Saturday, September 15, 2018

Ministers of the Sacrament of Matrimony according to Canon Law

It should be noted that having a priest preside over a wedding is not an ecclesiastical impediment, but rather a requirement. The impediments established by ecclesiastical law are clandestinity, difference of religion, affinity, etc.

According to Canon 1059: The marriage of catholics, even if only one party is baptised, is governed not only by divine law but also by canon law, without prejudice to the competence of the civil authority in respect of the merely civil effects of the marriage.

Also to go back to the fact that the couple themselves are the ministers of the sacrament, canon 1055.1-2 states:

Canon 1055.1 The marriage covenant, by which a man and a woman establish between themselves a partnership of their whole life, and which of its own very nature is ordered to the well-being of the spouses and to the procreation and upbringing of children, has, between the baptised, been raised by Christ the Lord to the dignity of a sacrament.

Canon 1055.2 Consequently, a valid marriage contract cannot exist between baptised persons without its being by that very fact a sacrament.

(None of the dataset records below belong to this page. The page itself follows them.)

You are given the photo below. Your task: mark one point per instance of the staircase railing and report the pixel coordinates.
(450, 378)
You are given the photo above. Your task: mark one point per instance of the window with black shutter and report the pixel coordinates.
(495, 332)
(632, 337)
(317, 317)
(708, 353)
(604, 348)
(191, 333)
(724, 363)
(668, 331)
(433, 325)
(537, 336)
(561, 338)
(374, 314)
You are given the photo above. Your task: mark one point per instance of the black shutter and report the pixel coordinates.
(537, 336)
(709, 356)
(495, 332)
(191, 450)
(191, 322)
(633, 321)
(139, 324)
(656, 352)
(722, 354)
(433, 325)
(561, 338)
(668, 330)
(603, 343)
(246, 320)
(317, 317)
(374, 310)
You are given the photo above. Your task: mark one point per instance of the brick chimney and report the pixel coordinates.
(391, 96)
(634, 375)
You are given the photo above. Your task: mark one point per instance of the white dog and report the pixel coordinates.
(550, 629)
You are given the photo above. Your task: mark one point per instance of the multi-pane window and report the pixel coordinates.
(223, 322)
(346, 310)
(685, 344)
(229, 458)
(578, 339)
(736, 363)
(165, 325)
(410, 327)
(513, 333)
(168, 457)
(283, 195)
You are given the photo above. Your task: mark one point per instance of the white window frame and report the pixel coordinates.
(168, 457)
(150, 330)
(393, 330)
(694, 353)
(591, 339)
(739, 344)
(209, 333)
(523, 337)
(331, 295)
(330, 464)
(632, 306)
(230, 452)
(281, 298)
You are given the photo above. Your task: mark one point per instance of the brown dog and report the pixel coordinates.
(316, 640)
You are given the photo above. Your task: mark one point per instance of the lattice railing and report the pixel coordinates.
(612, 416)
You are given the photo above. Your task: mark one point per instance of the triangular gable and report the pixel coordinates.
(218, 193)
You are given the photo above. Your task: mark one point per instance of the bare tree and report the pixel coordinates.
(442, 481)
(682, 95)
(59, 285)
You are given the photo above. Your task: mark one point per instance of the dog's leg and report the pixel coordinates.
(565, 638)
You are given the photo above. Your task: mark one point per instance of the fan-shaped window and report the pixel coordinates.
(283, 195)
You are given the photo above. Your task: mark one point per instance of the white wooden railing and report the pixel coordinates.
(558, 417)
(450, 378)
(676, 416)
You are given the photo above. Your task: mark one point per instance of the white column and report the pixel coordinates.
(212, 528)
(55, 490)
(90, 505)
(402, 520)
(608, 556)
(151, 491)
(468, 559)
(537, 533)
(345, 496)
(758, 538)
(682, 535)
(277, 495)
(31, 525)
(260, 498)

N.B. Canon 1055.2 states that marriage between Christians and the sacrament of matrimony are one and the same thing. As Pope St. Leo XIII noted:

A distinction, or rather severance, of this kind cannot be approved; for certain it is that in Christian marriage the contract is inseparable from the sacrament, and that, for this reason, the contract cannot be true and legitimate without being a sacrament as well.